I went for a long swim in the ocean this morning.  I am learning to find confidence and endurance in deep water ocean swimming by working with an individualized coach who specializes in ocean safety.  I respect the ocean and approach it with caution. Part of the program is learning how to swim in rip currents. Being swept by a rip current is probably one of my greatest fears. As we were approaching the water and I expressed my hesitancy and fear, he remarked that he has repeatedly seen that individuals have much more endurance than they think they do.  He said that it is important to exhaust yourself in the water to know that even exhausted, you have more stamina than you thought possible – this is the basis of ocean safety. When most people struggle in the water it is because of panic and fear, not actual endurance.  In order to be safe, you have to know your outer limits.

This of course has me think about how this wisdom is applicable in other arenas.  How does knowing your outer edges of capabilities create confidence and mastery? We all have our limits or edges that we feel reflect our abilities.  Those abilities determine our actions. It is interesting to think about how many of those limits/edges have really been tested and how many are based on our comfort level or our fears? How many times do we stop engaging in something because fear and panic intervene?  There are times when our fears are justified, when our fear protects us from engaging in something that is harmful or signals us to remove ourselves from a calamitous situation. This is referred to as a justified fear.  Many times though, what people experience is unjustified fear.  
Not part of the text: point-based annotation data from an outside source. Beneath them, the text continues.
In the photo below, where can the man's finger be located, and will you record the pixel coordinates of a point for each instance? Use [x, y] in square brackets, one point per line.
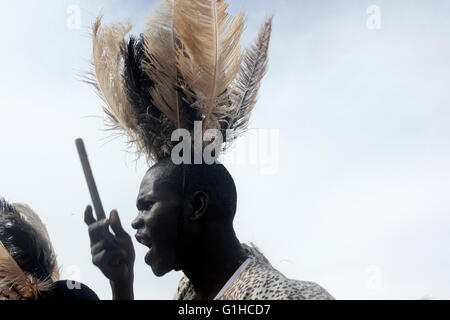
[98, 247]
[88, 216]
[116, 225]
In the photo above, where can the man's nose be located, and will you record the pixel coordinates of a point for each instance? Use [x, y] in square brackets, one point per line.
[138, 222]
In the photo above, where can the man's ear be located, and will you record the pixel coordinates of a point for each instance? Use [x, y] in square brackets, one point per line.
[199, 202]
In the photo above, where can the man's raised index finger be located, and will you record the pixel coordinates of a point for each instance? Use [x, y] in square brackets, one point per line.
[88, 216]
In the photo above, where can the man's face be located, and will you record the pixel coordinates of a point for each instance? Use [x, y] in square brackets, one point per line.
[160, 207]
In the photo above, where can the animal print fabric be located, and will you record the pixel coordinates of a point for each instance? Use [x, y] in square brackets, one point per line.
[260, 281]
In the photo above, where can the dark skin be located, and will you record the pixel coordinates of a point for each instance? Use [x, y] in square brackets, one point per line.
[204, 247]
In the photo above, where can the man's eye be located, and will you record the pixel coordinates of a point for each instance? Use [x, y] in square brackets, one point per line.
[147, 207]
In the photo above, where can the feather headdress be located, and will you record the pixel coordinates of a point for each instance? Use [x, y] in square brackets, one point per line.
[187, 66]
[27, 260]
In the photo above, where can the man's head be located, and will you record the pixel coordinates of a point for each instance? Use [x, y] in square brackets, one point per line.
[181, 206]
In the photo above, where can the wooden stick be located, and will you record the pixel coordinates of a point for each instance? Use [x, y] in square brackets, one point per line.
[90, 180]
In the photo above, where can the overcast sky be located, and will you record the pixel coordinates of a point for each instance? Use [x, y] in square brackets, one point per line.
[355, 192]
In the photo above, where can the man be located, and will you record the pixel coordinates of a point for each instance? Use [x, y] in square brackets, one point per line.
[192, 231]
[186, 68]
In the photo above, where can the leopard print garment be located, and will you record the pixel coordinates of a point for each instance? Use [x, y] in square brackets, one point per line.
[260, 281]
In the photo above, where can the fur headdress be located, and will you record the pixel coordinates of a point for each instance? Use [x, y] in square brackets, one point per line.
[27, 260]
[187, 66]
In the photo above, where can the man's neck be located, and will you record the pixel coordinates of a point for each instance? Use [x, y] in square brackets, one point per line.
[213, 266]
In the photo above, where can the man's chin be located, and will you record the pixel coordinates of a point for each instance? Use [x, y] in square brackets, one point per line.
[158, 269]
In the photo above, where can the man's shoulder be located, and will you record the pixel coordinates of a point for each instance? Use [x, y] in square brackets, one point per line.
[262, 281]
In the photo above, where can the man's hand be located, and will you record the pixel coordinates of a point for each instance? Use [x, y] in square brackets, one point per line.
[112, 253]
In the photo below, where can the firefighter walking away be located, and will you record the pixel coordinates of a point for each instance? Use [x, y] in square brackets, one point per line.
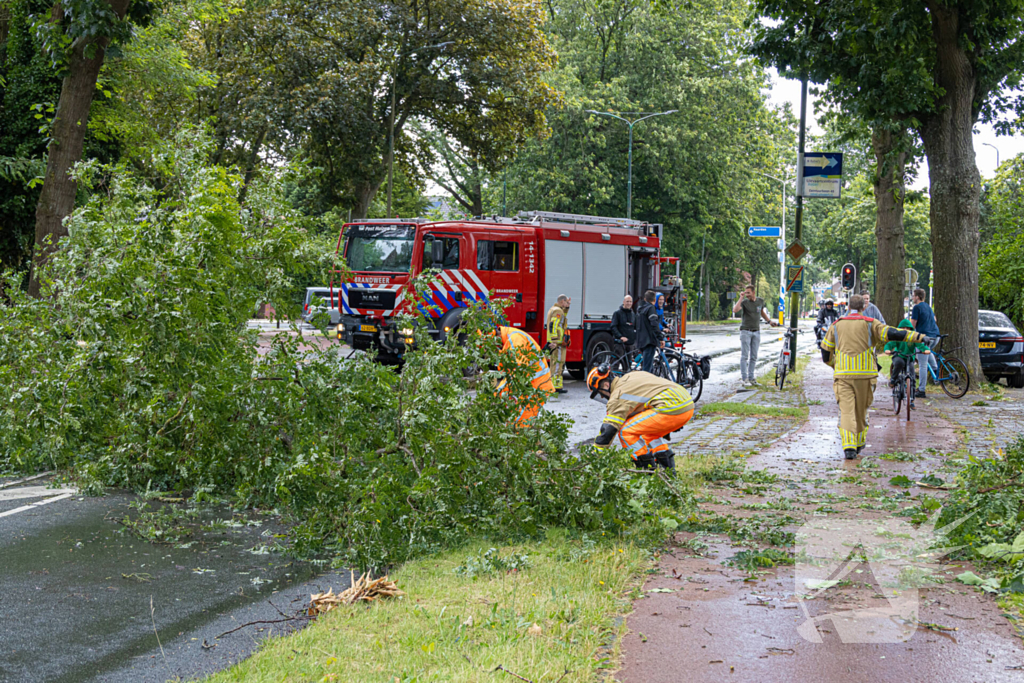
[849, 348]
[558, 340]
[643, 410]
[527, 352]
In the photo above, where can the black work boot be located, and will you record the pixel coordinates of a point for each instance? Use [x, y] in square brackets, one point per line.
[666, 459]
[645, 462]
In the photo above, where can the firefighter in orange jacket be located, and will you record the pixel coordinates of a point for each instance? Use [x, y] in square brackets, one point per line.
[643, 409]
[527, 352]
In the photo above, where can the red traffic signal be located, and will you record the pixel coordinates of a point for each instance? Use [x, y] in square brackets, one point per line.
[849, 276]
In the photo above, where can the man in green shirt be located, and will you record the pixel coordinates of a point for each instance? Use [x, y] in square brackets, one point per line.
[752, 309]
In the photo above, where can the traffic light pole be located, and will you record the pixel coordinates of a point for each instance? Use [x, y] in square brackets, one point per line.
[795, 297]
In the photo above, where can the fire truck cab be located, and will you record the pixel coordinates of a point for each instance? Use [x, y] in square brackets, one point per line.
[529, 260]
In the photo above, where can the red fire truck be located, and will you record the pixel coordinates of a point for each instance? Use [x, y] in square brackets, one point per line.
[529, 259]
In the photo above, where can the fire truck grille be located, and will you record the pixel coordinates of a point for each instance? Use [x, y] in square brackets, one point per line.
[373, 299]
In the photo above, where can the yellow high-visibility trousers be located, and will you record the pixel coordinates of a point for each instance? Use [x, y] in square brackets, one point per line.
[556, 360]
[854, 397]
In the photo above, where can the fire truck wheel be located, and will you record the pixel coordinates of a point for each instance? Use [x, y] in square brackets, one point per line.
[450, 324]
[599, 343]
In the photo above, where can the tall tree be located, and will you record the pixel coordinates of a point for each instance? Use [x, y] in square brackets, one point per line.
[78, 37]
[936, 66]
[320, 77]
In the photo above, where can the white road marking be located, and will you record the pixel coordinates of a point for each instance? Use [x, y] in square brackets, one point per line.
[36, 505]
[32, 492]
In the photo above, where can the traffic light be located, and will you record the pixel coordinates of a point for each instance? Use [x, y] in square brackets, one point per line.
[849, 276]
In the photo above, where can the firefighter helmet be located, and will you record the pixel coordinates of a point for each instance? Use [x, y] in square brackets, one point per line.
[597, 375]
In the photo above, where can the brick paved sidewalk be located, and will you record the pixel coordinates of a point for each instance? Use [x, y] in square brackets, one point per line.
[717, 614]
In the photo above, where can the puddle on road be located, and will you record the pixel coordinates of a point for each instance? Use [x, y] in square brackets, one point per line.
[76, 588]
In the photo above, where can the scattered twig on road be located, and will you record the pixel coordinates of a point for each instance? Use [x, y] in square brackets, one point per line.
[153, 617]
[272, 621]
[511, 673]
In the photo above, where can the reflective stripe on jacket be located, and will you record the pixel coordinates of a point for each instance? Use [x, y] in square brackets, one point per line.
[557, 329]
[526, 347]
[852, 341]
[642, 390]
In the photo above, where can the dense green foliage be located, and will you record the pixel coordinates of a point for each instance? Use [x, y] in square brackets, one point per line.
[136, 371]
[1001, 259]
[29, 89]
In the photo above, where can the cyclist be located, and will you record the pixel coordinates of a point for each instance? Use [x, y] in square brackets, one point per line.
[903, 353]
[643, 409]
[849, 349]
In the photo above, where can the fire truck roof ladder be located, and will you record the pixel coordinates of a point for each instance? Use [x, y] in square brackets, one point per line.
[581, 219]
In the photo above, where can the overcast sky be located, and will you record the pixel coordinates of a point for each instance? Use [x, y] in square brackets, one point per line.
[785, 90]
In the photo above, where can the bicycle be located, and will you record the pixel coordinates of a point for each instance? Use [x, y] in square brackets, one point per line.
[683, 369]
[782, 365]
[902, 388]
[952, 375]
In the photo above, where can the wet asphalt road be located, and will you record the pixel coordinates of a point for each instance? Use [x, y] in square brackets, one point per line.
[76, 592]
[84, 601]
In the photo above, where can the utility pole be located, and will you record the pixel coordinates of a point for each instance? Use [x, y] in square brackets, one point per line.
[630, 124]
[795, 299]
[781, 252]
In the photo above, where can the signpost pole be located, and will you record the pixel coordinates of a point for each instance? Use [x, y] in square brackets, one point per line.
[795, 301]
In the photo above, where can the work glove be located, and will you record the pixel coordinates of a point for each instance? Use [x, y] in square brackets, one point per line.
[607, 433]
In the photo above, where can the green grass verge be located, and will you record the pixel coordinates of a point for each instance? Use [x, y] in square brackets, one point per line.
[753, 410]
[557, 615]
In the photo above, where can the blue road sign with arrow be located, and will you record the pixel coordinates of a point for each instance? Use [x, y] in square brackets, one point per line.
[822, 174]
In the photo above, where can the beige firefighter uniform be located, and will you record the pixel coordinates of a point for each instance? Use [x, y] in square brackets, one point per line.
[644, 409]
[851, 343]
[557, 334]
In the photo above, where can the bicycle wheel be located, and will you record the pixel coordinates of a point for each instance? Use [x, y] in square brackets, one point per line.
[953, 377]
[660, 369]
[908, 382]
[619, 365]
[695, 377]
[780, 370]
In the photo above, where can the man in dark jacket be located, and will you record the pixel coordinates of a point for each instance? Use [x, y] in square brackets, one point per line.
[648, 330]
[624, 328]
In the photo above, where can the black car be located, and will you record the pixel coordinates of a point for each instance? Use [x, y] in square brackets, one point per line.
[1001, 348]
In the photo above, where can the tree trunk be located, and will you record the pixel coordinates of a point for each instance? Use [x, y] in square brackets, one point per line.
[57, 197]
[890, 191]
[955, 189]
[364, 198]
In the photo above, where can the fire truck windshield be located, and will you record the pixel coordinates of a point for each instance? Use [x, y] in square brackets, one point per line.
[380, 248]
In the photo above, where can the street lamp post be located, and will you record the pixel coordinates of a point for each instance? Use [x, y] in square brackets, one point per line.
[390, 119]
[781, 260]
[630, 124]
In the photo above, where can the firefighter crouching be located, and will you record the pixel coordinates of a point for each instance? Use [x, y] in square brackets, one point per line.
[558, 340]
[849, 349]
[643, 409]
[528, 352]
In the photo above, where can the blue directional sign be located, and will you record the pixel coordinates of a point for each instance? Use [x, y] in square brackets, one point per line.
[822, 174]
[795, 279]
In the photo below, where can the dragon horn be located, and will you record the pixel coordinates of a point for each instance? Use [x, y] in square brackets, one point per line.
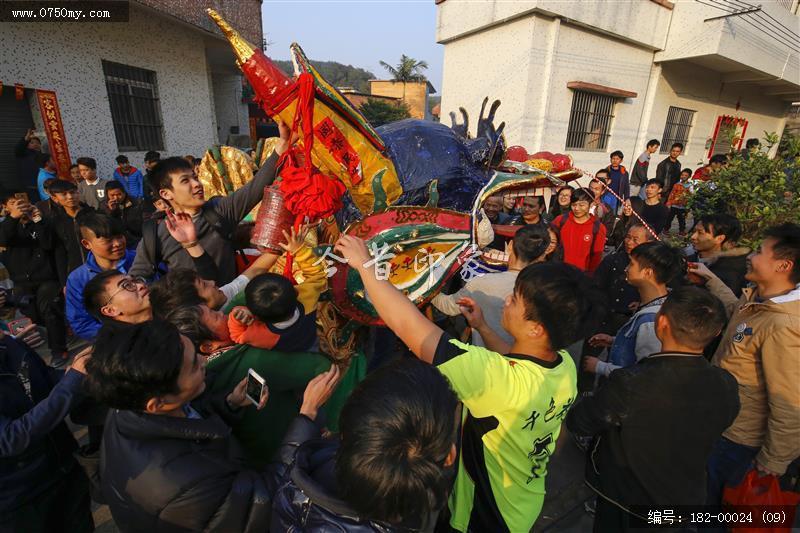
[243, 49]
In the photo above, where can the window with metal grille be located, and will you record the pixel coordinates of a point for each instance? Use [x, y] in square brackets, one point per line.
[590, 121]
[135, 110]
[676, 129]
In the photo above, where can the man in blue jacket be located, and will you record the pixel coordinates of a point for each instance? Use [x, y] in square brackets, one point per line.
[104, 238]
[130, 176]
[43, 488]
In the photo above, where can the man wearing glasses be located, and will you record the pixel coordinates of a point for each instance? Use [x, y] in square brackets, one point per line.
[104, 238]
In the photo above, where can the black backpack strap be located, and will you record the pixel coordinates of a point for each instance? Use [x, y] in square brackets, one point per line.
[218, 223]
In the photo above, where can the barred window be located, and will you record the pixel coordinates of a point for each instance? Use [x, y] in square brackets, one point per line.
[135, 110]
[679, 123]
[590, 121]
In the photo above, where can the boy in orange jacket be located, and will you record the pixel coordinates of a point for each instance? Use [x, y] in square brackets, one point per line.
[279, 315]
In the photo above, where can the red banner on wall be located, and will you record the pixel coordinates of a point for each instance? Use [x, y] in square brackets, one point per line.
[51, 115]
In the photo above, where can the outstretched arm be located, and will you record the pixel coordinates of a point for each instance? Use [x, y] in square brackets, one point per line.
[400, 315]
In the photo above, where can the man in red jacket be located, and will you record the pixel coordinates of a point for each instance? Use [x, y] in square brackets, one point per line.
[581, 235]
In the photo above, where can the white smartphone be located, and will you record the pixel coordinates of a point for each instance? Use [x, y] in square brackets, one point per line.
[255, 386]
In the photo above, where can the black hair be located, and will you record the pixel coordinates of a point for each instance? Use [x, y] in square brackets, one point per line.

Unjustified fear is a fear that is real because of the fact that it is present.  However, with unjustified fear, the level of fear does not match the intensity of the situation.  For instance, if someone has an intense fear of crossing bridges, the level of fear does not match the statistical probability that the bridge will collapse.  This fear is valid because it is present, however it is unjustified.  Our normal habit is to disengage at the peak of unjustified fear; this is where we give up, allowing our fear to win as we change the course of our behavior to avoid the stimulus.  When we disengage, we never discover what is on the other side of fear. This premature disengagement is one of the main reasons individuals struggle to find a life free of old hurts.  In order to grow as individuals, we need to engage with life beyond our edges of comfort and find out what we are capable of beyond our fears.

When we have the courage to face our fears, to swim to the other side of what we thought was possible, we open ourselves up to new opportunities . If we don’t face our fears, we would never find the coffee shop on the other side of the bridge, or have the courage to swim with dolphins.  Through this program I am learning what ocean conditions are safe for me to engage in, and what precautions I need to take in order to be safe. Instead of fearing the ocean, I am learning to understand when my fear is justified and when it is unjustified.  Fears keep us small, it narrows our options, and it controls our behaviors.  When we face our unjustified fears, we expand our capabilities and our life becomes more expansive.   I now know that I can swim farther than I ever thought possible, and because of that, a whole new set of experiences are open to me.